According to Blossom, neither broad sites such as LinkedIn nor specialized sites such as UniPHY can serve every need of every organization. “People need both approaches to social networking, so they are likely to maintain professional presences both in broadly based social networks and focused professional social networks,” he says.

Heralding HTML5

HTML5, the latest revision to the markup language used to create the basic appearance of nearly every website, has been under development since 2004. But unlike previous versions, HTML5 is designed to do more than simply change how images are displayed or add a new way to format tables. With features such as a 2D graphics engine, geolocation data handling, an internal database, and video playback built right into the standard, HTML5 isn’t just for web design: It’s practically a platform of its own.

Many of HTML5’s features are already commonplace. For instance, 2D graphics and animations powered by Adobe Flash and Microsoft Silverlight feature prominently on many sites, while database platforms serve needs for consumers ranging from the home user to the enterprise. But HTML5 is unique because these features don’t require third-party plug-ins or complicated back-end functionality. Complex web apps could actually be built entirely in HTML5.

But the real question is when HTML5 will arrive. In official terms, HTML5 will only become the new standard when it is ratified by the W3C (World Wide Web Consortium), the web’s governing body, and that could take several more years. But Gartner analyst David Smith says the practical reality is a bit more complicated.

“The big thing about HTML5 is you’ll find these two really extreme opinions, both of which are wrong,” says Smith. “One of which will say, ‘This will take 10 or 11 years to be formally ratified, so I’ll deal with it then.’ On the other hand, you’ll find people who are maybe a little too bullish.”

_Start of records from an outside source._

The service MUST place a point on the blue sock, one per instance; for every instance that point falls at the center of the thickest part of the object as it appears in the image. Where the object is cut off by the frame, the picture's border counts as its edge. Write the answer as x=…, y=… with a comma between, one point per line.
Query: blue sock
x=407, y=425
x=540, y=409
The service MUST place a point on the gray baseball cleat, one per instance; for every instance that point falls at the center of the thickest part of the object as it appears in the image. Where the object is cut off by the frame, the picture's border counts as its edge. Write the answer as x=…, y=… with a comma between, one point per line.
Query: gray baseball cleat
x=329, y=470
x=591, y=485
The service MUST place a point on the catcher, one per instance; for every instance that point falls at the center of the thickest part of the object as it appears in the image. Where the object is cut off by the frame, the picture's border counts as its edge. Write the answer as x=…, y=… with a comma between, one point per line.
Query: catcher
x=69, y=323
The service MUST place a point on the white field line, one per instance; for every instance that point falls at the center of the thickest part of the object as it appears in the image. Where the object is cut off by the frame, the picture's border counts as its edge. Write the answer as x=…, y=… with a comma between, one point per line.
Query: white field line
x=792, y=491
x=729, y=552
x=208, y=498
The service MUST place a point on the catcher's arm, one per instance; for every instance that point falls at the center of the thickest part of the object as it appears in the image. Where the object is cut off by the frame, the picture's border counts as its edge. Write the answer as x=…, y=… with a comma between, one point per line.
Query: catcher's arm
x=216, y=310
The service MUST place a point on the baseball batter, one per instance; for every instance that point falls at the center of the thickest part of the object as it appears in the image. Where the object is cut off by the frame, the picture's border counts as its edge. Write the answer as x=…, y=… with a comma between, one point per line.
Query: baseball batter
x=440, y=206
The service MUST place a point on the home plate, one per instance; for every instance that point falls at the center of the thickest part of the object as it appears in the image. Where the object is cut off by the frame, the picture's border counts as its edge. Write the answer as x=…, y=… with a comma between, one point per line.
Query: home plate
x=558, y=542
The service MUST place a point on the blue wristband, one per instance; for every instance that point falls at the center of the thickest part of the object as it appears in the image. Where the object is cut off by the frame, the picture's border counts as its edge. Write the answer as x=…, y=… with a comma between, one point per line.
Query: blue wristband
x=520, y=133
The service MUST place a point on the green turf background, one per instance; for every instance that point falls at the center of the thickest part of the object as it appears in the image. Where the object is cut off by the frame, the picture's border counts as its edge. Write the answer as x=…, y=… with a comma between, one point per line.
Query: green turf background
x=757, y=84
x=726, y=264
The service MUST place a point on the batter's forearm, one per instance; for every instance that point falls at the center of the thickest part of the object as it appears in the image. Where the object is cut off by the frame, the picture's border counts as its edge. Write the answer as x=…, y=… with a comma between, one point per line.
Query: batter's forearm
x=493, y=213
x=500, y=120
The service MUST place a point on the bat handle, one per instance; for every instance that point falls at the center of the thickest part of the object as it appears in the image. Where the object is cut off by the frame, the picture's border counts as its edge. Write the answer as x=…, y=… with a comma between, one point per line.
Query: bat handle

Smith says that many parts of HTML5 are already in use and are supported by browsers such as Safari and Chrome, specifically the 2D drawing and video playback features. There are even apps available. Google’s Wave collaboration platform was built largely with HTML5. And online art community deviantART recently released Muro, a digital drawing app powered entirely by HTML5, and the app even works on the iPad.

Because HTML5 is platform-independent, Smith says that it holds a particular appeal for the mobile realm. “In mobile, what you have is a highly fragmented market, lots of operating systems, and really no sign that that’s going to consolidate anytime soon,” he says. “So there’s really a need for something that goes across all of them.”

Assuming support for HTML5 becomes widespread in the mobile sphere, it would mean the same app could run just as well on a vast number of smartphones and tablets using just a standard browser. And since both Apple and Google are vocally supporting the platform, widespread adoption of HTML5 seems more likely than not.

Finally, there’s the question of what HTML5 means for third-party plug-ins. In an open letter titled “Thoughts on Flash,” Apple CEO Steve Jobs claimed that the availability of HTML5 and a handful of other factors made Flash “no longer necessary to watch video or consume any kind of web content” and encouraged Adobe to focus on developing HTML5 tools rather than continuing to emphasize Flash. However, an April report from Forrester Research, “Does HTML 5 Herald The End Of RIA Plug-Ins? Not Really,” disagreed with Jobs’ view. The report indicated that it believed HTML5 would not replace plug-ins such as Silverlight and Flash for “at least the next five years.”

The Forecast for the Near Future

Whatever direction innovation takes the web, it seems that no one technology, platform, or market force holds all the answers. As Gartner’s Smith notes, “I think it’s important to look at HTML5 in a broader context, what we call the modern web. There isn’t a fancy name like Web 3.0 that you want to call the modern web.”

“Long term, maybe not even that long term, it is a platform of its own,” he says. “The modern web is its own platform and it’s becoming one more and more.”